2004.11.29 Urumqi, China

An Open Letter to Students of English in China:

Can I offer some advice? Really, I think it will help the both of us. See, we've met so many times already: there was that time last week when I was waiting on the bus. There was that other time I was chatting with friends in a restaurant, and those so many days I was minding my own business strolling across campus. Were you observing me over the course of the term before finally initiating the conversation or was it a spur-of-the-moment action? Whatever the case, your approach didn't work.

Those first couple times it was difficult for me to turn you down. When somebody comes up and says, "I want to be your friend," I automatically go into gentle mode. In English, a sentence of that nature is a cue that the speaker must be either a young child or in some way socially retarded. I used to hem and haw, unsure how to react. It seemed so cruel to dismiss somebody who came up, openly asking to be my friend. At this point I've heard that line so many times it now has the opposite effect.
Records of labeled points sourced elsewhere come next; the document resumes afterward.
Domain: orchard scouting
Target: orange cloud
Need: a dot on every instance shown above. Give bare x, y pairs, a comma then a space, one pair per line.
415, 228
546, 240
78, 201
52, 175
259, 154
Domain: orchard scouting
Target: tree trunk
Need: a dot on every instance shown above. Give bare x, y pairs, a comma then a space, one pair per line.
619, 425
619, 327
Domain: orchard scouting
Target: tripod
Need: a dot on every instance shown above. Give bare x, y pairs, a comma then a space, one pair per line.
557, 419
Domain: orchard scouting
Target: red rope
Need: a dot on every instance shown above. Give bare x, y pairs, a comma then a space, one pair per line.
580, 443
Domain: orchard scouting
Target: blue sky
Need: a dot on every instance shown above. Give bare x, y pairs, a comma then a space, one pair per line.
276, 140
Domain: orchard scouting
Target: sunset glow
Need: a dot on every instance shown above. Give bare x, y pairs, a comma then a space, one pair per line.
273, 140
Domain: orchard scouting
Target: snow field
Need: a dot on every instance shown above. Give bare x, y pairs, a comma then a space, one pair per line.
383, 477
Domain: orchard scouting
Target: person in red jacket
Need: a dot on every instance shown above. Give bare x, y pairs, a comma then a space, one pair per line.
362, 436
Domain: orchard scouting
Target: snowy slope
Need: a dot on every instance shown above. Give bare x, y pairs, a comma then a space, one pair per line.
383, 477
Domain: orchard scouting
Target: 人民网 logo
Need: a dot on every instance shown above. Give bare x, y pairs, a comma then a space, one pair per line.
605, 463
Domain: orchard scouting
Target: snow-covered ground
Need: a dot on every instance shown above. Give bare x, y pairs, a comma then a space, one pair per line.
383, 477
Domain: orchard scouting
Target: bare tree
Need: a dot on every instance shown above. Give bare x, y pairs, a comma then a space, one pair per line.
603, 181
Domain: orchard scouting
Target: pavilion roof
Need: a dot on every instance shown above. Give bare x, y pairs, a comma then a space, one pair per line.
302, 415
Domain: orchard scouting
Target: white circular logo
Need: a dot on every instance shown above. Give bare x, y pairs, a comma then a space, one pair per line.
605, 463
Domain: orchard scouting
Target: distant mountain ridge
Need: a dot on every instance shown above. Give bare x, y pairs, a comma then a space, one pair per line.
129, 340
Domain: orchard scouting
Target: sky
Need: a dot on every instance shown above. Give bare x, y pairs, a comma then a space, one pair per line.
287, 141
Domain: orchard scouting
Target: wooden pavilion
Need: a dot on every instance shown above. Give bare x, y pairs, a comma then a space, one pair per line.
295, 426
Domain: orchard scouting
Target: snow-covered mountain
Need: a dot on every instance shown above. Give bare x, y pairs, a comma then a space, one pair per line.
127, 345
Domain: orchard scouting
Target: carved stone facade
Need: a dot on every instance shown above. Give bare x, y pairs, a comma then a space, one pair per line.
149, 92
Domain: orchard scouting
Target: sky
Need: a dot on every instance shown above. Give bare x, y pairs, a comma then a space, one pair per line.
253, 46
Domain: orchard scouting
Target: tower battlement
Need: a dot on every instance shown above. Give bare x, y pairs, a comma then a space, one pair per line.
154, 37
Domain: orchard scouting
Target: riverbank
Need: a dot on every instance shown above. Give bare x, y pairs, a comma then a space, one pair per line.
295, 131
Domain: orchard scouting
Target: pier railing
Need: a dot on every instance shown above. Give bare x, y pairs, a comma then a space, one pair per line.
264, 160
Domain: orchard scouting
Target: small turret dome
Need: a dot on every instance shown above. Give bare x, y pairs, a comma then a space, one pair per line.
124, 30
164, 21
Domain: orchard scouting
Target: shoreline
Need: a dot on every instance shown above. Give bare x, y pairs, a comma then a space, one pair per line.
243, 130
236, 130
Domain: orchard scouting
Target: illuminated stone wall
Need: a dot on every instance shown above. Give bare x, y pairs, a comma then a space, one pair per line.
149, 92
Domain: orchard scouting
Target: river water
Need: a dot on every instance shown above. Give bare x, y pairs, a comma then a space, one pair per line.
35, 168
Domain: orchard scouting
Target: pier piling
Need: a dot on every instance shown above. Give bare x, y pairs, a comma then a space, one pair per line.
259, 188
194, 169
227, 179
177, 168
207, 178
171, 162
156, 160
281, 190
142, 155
May I present some suggestions? Had you avoided each of the Seven Deadly Errors in Opening Lines when Chatting-Up an American, I might well have gone out and bought you dinner on the spot. Every English-language groupie I've met yet far in China has violated at least one of these sacrosanct rules--I would be mightily impressed by somebody who didn't. Take them to heart:

  1. Do not tell me, "I want to be your friend."
  2. Do not ask me, "Are you English?"
  3. Do not invite me to come teach at your friend's private English training center.
  4. Do not interrupt me when I am eating, or having a conversation with somebody else.
  5. Do not demand my phone number.
  6. Do not inform me how fascinated you are by the culture of my country, especially if that is defined by The Carpenters or Hotel California.
  7. Do not propose that I help you practice English.
How do we do it, then? As Americans, it's more natural for us to be introduced through friends than to walk up to somebody on the street and try to get free English lessons. The street approach is possible, though. If you don't have the guanxi to get to know me in the manner I'm more comfortable with, try this out on the street:

Please understand that even if you do use this approach, I may still not call you back. There are 1.3 billion of you in this country who all just got the same idea: learning English is the route by which bountiful fortune, happy family, and cherish-the-rainbow are all achieved. I've come here because I am as interested in the cultures here as you are in mine. Unfortunately, there aren't as many of me as there are of you. I personally am more interested in the cultures of your 55 Happy Minority Nations than the big-star of the Han People, so you might have more luck with me if you happen to be Uighur, Mongol, or Tajik. Sorry, that's just me.

Best of luck with your study of English.